Then, you learn how to teach...
The teacher training course is free of charge.
The taijiquan curriculum is massive.
Becoming an instructor is not the end of your own personal development.
It is possible to become an expert, a master or even a grandmaster.
At these later stages of skill, your capacity to teach must also change and grow to reflect the comprehensive nature of your taijiquan understanding and ability.
There are teachers and there are teachers...
The Japanese word for black belt is shodan which
means 'first step' or 'certified beginner'.
It takes between 3-5 years for a keen student to get a black belt in any martial art.
Traditionally it could take far longer.
In his book The Art of Peace Ueshiba stated that it will take a decade just to get the basics of aikido...
Black belt does not mean 'instructor'
In most martial arts schools, you must pass the equivalent of 3 black belts before in order to gain the level of practice and experience required of a trainee instructor.

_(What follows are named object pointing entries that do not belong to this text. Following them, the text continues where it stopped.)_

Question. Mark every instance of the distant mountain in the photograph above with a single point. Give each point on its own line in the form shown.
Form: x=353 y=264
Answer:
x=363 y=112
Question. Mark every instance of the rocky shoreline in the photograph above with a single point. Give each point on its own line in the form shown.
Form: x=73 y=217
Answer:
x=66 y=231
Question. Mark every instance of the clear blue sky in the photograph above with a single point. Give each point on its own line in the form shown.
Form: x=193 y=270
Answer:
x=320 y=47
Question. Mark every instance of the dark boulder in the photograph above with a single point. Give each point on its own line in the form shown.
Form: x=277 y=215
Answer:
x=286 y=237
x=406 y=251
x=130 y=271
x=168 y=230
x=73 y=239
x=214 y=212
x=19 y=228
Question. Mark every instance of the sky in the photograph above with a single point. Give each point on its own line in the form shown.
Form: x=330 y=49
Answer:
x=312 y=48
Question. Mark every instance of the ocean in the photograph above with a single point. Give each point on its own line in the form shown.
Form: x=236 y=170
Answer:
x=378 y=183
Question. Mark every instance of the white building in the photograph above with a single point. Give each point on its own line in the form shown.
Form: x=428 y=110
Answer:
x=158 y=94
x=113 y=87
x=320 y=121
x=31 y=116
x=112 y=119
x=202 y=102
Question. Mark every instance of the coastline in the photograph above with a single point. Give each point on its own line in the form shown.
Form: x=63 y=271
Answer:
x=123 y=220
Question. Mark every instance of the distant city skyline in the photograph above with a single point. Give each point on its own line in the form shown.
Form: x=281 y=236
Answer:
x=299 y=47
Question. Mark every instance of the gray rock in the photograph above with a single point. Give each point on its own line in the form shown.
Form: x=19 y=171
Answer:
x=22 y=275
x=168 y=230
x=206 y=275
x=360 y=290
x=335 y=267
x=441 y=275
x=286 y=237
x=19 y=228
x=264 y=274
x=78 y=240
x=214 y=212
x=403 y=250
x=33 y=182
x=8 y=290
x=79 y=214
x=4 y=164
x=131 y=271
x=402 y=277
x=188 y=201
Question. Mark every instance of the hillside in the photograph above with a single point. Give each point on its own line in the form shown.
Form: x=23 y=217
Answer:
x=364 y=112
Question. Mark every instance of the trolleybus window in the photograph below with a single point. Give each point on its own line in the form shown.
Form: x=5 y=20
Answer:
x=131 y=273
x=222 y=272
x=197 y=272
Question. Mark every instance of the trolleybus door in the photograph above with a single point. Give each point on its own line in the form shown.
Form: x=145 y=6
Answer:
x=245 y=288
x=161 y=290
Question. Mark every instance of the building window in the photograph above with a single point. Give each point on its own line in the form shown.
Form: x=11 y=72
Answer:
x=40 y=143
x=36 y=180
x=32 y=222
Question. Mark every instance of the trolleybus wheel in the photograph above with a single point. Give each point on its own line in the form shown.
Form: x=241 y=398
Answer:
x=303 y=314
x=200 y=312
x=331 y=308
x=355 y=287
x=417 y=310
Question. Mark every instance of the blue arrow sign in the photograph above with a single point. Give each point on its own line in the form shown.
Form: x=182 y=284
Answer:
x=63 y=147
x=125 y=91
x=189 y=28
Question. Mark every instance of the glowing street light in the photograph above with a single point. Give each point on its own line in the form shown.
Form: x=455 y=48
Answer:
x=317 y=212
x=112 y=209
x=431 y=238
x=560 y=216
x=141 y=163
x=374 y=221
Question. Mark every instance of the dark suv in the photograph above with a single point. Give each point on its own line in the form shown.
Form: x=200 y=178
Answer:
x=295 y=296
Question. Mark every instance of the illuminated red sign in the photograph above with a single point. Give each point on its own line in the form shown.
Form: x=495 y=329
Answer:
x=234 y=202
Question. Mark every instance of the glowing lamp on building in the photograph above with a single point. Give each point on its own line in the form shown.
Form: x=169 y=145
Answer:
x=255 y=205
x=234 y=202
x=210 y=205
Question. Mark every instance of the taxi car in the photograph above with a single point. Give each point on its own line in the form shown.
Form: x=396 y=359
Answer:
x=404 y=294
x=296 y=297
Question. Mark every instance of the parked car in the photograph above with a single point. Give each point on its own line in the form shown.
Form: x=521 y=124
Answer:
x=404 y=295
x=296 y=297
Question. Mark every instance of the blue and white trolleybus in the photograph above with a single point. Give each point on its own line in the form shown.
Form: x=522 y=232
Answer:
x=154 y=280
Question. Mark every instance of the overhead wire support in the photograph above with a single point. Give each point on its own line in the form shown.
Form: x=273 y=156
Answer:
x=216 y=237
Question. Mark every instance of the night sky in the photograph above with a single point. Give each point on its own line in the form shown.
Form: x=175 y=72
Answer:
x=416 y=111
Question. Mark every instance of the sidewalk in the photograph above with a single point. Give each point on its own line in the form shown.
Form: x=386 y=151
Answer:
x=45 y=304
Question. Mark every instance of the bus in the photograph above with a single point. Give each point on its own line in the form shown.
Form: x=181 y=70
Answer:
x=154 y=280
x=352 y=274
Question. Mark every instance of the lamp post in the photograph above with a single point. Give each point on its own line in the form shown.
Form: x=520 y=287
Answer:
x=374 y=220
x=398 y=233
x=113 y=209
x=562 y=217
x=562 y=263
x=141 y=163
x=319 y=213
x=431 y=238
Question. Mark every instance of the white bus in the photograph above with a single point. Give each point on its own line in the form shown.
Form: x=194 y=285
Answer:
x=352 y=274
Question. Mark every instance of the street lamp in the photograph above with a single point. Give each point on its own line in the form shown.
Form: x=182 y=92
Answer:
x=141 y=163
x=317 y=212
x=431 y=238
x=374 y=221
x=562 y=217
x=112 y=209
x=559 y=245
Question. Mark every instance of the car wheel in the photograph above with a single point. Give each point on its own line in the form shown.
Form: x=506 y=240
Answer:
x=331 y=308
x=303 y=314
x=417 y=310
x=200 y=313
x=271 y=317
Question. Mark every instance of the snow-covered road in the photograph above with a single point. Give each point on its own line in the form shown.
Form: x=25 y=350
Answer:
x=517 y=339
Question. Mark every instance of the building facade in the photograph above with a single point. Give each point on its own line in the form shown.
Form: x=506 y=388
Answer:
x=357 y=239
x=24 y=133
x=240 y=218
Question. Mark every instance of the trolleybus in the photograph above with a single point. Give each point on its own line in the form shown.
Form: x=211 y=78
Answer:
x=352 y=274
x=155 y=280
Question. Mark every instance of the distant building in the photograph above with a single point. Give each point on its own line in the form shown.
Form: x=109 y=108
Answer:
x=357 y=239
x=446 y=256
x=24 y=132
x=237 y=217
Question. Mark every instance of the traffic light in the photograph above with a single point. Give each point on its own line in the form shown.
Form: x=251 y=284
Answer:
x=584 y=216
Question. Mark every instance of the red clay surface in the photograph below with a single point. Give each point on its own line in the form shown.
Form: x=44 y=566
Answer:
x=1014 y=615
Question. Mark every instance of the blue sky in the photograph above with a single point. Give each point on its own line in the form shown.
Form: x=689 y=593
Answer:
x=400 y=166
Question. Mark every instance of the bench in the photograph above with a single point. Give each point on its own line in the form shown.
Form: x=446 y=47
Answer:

The student can only undertake teacher training if they can show that they are fit to instruct.
The necessary disposition and skills must be evident.
How long does this take?
Taijiquan is a complex martial art.
Apply the same rationale/time frame to taijiquan.
If you doubt the credibility of
your instructor, ask for proof:
· How long have they been practicing taijiquan?
· Who was their instructor?
· How long have they been teaching?
· Is the instructor following a syllabus?
· Do they possess any kind of recognised teaching qualification (i.e. PGCE)?
· Can they demonstrate these discreet skills effortlessly and spontaneously against a range of unrehearsed attacks?
· Do they understand 13 postures, 4 ounces, yielding, softness, neigong?
· Are they able to explain their skills and then demonstrate what they mean?
· Can you attack a high-level student and see what skills they possess?
· Can you talk with a high-level student about the instructor, the Art and the class?
Learn how to judge the quality of the instructor.
Be polite about it, and accept that you may get roughed-up.
A skilled instructor should leave no doubt in your mind that they know what they are doing.
A few instructors are teaching a weird mish-mash of taijiquan and some other art, such as karate.
These classes are pitched as being innovative, realistic, pragmatic.
Mixing taijiquan and external practices together does not improve the quality of the taijiquan.
Rather, it diminishes the value of the taijiquan component.
The instructor is demonstrating their inability to understand and apply taijiquan using the taijiquan principles.
They have opted for a short-cut, and are filling-in the holes in their knowledge using concepts and approaches from other martial arts.
There is nothing wrong with developing your own art if that is your desire, but you should not call it 'taijiquan'.
Teach with integrity
Many good instructors are aware that taijiquan is becoming a lost art:
Over the centuries many variations of the movements have been taught, but provided the principles are adhered to there is no need for the student to doubt the authenticity of what he is being taught.
The way most people do taijiquan, it's not a martial art. They could never use it the way they're doing it. Everything's in their hands, they just fill in the rest with fantasy talk.
If all you learn is a lot of forms, you just become a good dancer.
(James Wing Woo)
Students of the martial arts in the West feel that they must use their art to fight, or at least to compete, to show people how good they are. In taijiquan, this is unacceptable, because that is against the principle of taijiquan.
You may know two hundred different martial arts but what is the quality of your movements? It's still just movement, it doesn't matter how many forms you know.
People with wisdom will use a tool properly, but a person with lower knowledge will recognise only one function of the tool. In the same manner, internal martial arts can be used for many functions because you use the same tool. This training method is only one tool, but it has many different uses.
You need to use one form for practice and include everything in it - mind, structure, movement and qi. If you can easily do all of these within each motion, that is the internal martial arts.